L.A. emergency rooms are also being inundated with frustrated, otherwise healthy people looking for a rapid COVID-19 test. Federal law requires everyone who comes into an emergency room to be triaged, taking up time and valuable tests, Metcalfe noted.

“The problem with that is it uses up quickly all of our rapid tests that we need for our patients being admitted,” he said.

Hospitals need those rapid tests because many COVID-19 patients are only found with the initial screening.

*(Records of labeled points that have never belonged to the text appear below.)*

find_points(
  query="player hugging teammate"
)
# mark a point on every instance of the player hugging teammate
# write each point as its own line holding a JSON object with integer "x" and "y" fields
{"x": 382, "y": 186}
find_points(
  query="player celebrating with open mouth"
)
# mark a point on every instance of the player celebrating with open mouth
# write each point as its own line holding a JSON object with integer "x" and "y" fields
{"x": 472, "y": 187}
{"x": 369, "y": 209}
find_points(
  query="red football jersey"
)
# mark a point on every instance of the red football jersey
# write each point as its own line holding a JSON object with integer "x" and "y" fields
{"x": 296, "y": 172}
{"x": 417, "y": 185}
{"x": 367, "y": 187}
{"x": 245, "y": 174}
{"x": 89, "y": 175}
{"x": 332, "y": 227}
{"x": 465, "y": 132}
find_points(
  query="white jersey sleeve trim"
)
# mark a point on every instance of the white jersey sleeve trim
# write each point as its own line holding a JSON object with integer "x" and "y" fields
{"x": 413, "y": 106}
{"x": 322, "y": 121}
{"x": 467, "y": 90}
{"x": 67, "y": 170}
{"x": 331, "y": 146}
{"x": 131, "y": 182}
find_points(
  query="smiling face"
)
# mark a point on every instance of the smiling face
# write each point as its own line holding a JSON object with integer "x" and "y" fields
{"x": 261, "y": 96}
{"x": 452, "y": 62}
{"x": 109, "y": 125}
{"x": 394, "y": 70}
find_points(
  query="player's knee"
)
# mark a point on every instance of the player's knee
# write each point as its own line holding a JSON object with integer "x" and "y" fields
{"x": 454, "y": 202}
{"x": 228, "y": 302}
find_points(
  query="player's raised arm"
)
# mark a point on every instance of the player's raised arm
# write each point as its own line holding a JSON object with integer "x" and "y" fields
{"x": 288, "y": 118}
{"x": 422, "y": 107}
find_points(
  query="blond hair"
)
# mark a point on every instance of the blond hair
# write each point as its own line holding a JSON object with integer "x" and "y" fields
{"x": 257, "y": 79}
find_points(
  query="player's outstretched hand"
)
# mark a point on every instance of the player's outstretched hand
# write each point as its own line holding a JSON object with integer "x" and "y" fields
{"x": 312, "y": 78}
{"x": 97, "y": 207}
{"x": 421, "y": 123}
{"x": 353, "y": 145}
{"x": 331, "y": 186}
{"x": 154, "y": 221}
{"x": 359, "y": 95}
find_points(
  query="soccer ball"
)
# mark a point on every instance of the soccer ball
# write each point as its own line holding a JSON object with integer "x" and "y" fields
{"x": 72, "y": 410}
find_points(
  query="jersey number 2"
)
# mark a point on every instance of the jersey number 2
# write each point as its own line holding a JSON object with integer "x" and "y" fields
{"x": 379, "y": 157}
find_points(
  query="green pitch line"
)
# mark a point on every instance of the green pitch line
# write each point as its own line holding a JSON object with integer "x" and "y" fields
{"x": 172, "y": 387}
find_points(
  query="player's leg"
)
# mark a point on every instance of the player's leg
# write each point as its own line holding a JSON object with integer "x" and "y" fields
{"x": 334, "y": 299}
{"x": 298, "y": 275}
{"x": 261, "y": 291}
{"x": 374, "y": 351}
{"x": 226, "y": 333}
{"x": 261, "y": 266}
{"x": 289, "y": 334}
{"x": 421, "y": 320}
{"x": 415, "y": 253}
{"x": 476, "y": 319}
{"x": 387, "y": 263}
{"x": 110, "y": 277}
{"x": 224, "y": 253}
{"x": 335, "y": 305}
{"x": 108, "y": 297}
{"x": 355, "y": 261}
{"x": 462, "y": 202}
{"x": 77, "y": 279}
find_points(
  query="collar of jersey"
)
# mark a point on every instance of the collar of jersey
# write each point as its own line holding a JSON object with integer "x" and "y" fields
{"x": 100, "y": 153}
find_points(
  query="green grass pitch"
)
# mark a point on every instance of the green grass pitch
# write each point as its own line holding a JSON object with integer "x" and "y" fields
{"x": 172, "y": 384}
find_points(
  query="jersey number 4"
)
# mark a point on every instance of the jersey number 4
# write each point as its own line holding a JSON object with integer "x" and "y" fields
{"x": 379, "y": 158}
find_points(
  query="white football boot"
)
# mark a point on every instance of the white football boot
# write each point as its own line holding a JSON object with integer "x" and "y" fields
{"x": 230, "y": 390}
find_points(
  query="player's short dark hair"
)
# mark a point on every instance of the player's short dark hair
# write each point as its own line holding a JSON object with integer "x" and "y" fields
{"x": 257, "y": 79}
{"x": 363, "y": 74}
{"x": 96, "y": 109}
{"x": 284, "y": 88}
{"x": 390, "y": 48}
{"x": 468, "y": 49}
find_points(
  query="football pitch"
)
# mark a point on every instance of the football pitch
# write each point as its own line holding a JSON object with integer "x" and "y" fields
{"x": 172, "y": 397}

Statewide, it’s unclear how many of California’s hospitalized coronavirus patients are there because they needed treatment for the virus or were admitted for a different reason. It can be a tricky distinction to draw, because COVID-19 often compounds underlying health conditions such as diabetes, and patients frequently arrive in the emergency room for multiple reasons.

“I think it's just been pent-up demand for care,” Metcalfe said. “The patients are starting to come back with diabetes and heart disease and strokes and cancer. And we test every patient and, lo and behold, they are COVID positive.”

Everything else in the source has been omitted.